Mistrial Declared For Ex-Regulator Charged With Bribery
The influence-peddling trial of former Arizona Corporation Commissioner Gary Pierce ended Tuesday in a mistrial after jurors deadlocked on charges that he accepted $31,000 in bribes from a water company owner in exchange for favorable regulatory decisions.
The mistrial declared by U.S. District Judge John Tuchi came after about 18 hours of deliberations over four days. A mistrial also was declared for Pierce's wife, Sherry, water company owner George Johnson and lobbyist Jim Norton.
Pierce was stoic when the judge announced the decision to end the trial. Prosecutors have until mid-August to decide whether to retry Pierce and the three other people charged in the case. All four have vigorously disputed they participated in an influence-buying scheme and had pleaded not guilty to bribery, conspiracy and fraud charges.
Cosme Lopez, a spokesman for the U.S. Attorney's Office, which prosecuted the case, declined to comment on the mistrial and whether the case will be retried.
Prosecutors said the bribe money was funneled to Pierce by Johnson and that Pierce tried to get the water company owner to buy him land worth at least $300,000.
In exchange, they say Pierce voted for a rate increase that benefited Johnson's company and approved a measure that lets Johnson use ratepayer money to pay his personal income tax bill.
The bribe money was paid to Sherry Pierce, who was hired by the consulting firm, and deposited into a bank account held by her and her husband, authorities say.
Sherry Pierce insisted she was paid for doing legitimate political work.
Norton, who lobbied on Johnson's behalf, was accused of facilitating the bribery scheme and acting as a go-between for Gary Pierce and Johnson and aiding in the real estate transaction.
Authorities say money for the purchase of land in Mesa was to be provided by Johnson, but the deal was never completed.
"If the government decides that they want to retry the case we will be ready," said Ashley Adams, attorney for Sherry Pierce. "I hope they consider dropping the charges against Sherry Pierce. I think the evidence was overwhelming that she was innocent."

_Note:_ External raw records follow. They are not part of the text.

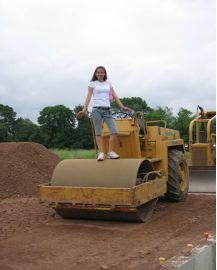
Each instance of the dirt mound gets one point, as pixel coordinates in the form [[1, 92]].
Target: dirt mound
[[23, 166]]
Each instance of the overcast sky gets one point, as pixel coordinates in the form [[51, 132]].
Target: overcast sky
[[163, 51]]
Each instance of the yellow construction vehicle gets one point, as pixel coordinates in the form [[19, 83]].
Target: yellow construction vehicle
[[152, 164], [202, 153]]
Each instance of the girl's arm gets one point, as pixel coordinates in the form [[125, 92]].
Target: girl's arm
[[87, 101], [119, 102]]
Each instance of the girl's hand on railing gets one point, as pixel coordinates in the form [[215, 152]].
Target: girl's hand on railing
[[80, 114]]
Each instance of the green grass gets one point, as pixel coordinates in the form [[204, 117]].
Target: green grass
[[73, 154]]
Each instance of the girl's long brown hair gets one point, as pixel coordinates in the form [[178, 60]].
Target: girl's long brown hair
[[94, 78]]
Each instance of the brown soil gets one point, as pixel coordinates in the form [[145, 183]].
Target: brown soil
[[23, 166], [34, 237]]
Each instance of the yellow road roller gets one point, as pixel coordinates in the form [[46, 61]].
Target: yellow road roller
[[202, 151], [152, 165]]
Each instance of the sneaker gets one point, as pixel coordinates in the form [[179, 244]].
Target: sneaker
[[113, 155], [101, 156]]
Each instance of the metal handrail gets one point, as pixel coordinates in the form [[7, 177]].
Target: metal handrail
[[145, 133], [200, 121]]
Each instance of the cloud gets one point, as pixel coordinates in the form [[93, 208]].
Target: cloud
[[162, 51]]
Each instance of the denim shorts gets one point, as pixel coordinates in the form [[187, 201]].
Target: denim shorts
[[101, 114]]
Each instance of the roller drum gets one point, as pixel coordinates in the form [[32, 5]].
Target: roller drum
[[120, 173]]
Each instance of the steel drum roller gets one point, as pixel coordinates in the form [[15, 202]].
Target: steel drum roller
[[120, 173]]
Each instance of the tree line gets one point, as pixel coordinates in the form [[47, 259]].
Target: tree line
[[58, 126]]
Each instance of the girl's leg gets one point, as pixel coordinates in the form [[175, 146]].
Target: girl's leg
[[99, 142], [112, 140]]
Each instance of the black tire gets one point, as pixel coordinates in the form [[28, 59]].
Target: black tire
[[178, 176]]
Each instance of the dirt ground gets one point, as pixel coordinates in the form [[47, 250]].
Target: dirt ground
[[34, 237]]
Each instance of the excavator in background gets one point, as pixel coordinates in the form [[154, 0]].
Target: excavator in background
[[152, 164], [202, 151]]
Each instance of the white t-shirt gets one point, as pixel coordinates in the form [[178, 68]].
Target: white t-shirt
[[100, 93]]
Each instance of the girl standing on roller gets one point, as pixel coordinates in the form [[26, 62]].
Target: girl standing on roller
[[100, 89]]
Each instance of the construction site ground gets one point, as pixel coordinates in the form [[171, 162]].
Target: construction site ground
[[33, 236]]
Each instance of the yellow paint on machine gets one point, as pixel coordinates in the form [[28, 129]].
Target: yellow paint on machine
[[131, 197]]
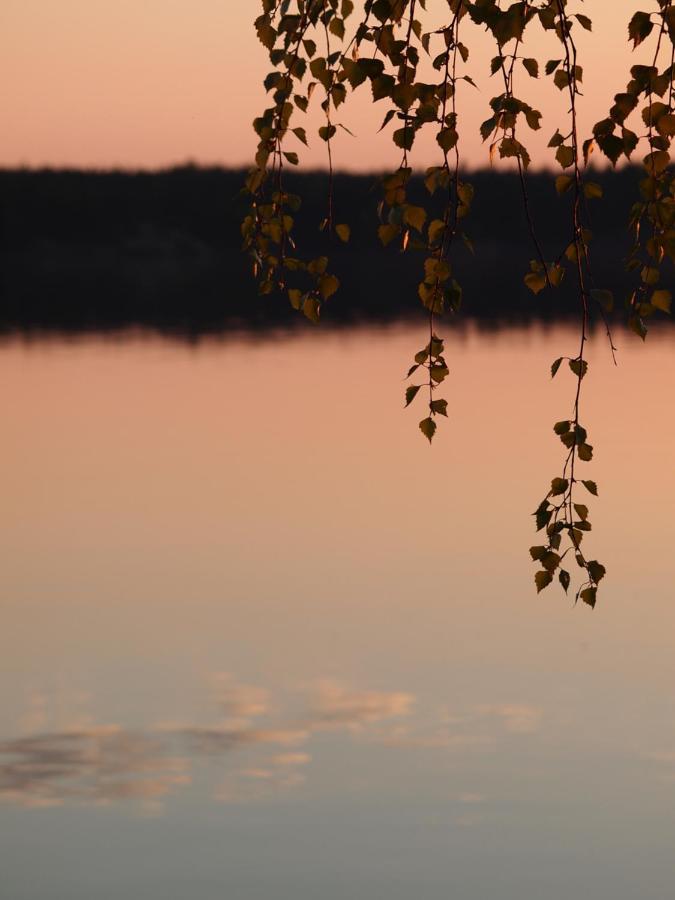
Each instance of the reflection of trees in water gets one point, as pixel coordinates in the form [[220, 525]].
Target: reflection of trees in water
[[255, 751]]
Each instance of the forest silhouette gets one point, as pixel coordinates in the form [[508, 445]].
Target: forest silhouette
[[88, 250]]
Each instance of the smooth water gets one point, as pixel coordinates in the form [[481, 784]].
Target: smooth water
[[260, 641]]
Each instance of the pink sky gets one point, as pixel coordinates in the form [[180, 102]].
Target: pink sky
[[159, 82]]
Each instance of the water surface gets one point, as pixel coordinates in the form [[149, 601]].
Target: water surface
[[260, 641]]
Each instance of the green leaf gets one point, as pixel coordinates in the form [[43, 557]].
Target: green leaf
[[531, 67], [415, 216], [639, 28], [439, 373], [404, 138], [428, 428], [411, 392], [596, 570], [295, 296], [581, 511], [447, 138], [326, 132], [542, 515], [592, 191], [579, 367], [561, 79], [542, 579], [559, 486], [589, 596], [301, 135], [536, 281]]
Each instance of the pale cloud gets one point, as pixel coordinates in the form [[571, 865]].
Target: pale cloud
[[261, 754], [332, 705], [292, 759]]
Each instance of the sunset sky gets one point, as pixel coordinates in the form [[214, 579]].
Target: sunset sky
[[159, 82]]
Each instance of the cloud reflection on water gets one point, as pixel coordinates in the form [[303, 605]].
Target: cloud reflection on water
[[106, 763]]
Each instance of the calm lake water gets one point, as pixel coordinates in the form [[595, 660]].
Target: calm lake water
[[260, 641]]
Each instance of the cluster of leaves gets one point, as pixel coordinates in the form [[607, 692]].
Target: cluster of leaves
[[329, 48], [650, 93]]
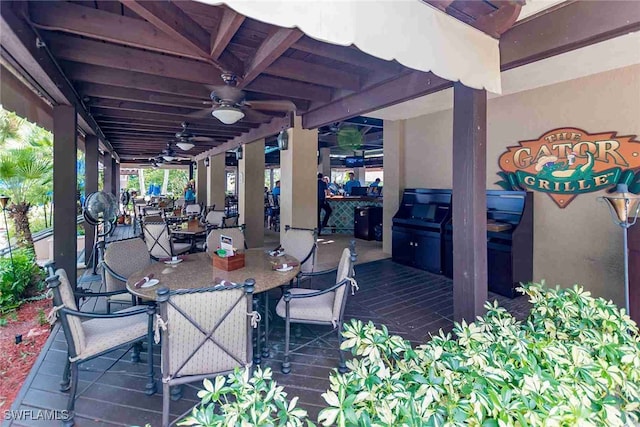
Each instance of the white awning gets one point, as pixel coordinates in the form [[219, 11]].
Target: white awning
[[413, 33]]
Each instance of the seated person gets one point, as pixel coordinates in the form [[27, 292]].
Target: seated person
[[353, 182]]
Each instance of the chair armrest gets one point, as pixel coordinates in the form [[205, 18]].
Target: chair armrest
[[86, 315], [288, 296], [91, 294], [113, 273]]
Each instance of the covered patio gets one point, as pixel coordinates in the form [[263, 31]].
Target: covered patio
[[128, 82]]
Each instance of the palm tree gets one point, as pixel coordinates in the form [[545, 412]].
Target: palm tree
[[22, 170]]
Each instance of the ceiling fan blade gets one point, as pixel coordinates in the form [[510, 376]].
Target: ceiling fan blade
[[228, 93], [256, 116], [200, 114], [272, 105], [179, 100]]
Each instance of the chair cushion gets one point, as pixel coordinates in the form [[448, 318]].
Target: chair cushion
[[318, 308], [105, 334], [180, 248]]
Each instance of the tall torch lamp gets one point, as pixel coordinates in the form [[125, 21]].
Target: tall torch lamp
[[4, 201], [624, 208]]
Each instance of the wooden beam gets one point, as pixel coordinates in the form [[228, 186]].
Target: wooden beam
[[271, 49], [20, 41], [263, 131], [129, 59], [403, 88], [349, 55], [281, 87], [314, 73], [129, 79], [229, 25], [108, 113], [543, 37], [469, 202], [102, 25], [129, 94]]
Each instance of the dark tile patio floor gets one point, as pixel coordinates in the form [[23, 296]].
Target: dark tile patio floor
[[411, 302]]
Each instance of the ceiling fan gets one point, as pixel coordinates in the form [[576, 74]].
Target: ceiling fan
[[185, 139], [229, 103]]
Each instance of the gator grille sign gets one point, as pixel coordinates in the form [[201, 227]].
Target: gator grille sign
[[569, 161]]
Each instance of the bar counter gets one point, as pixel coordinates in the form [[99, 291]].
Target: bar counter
[[341, 220]]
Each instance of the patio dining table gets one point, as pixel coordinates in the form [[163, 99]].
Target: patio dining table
[[197, 271]]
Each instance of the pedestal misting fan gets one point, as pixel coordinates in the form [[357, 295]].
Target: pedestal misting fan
[[101, 211]]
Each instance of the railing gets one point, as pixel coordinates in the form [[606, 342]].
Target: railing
[[42, 234]]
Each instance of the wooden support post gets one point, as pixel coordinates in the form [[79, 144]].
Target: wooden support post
[[107, 183], [90, 186], [298, 179], [469, 202], [201, 183], [216, 181], [65, 145], [251, 192]]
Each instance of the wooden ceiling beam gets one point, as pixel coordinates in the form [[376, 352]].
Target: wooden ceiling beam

Patricia Gitre, an attorney representing Gary Pierce, declined comment on the mistrial. Woodrow Thompson, a lawyer for Johnson, didn't immediately return a phone call seeking comment Tuesday afternoon.
The government's key witness was Norton's ex-wife, Kelly Norton, who owned the consulting firm that made the payments to Sherry Pierce. Kelly Norton, who is now divorced from the lobbyist, has acknowledged her role in the bribery scheme and was granted immunity.
"Mr. Norton is appreciative of all the work the jury did in their ability to see the holes in the government's case," said Ivan Mathew, an attorney for Jim Norton.
Pierce served eight years as corporation commissioner and left in early 2015 because of term limits.
Authorities say the bribery allegations were discovered during a larger, unrelated federal investigation, though prosecutors have declined to reveal its focus.
Pierce has acknowledged he was questioned by FBI agents investigating the 2014 commission election.
Pinnacle West Capital Corp., the parent company of electric utility Arizona Public Service Co., was widely believed to have spent $3.2 million backing Republicans for the utility commission.
Pinnacle West Capital disclosed in public filings in August 2016 that it received federal grand jury subpoenas seeking information on elections involving the commission and secretary of state.
The FBI said it was conducting a long-term investigation related to the financing of certain statewide elections in 2014, but it has not named APS.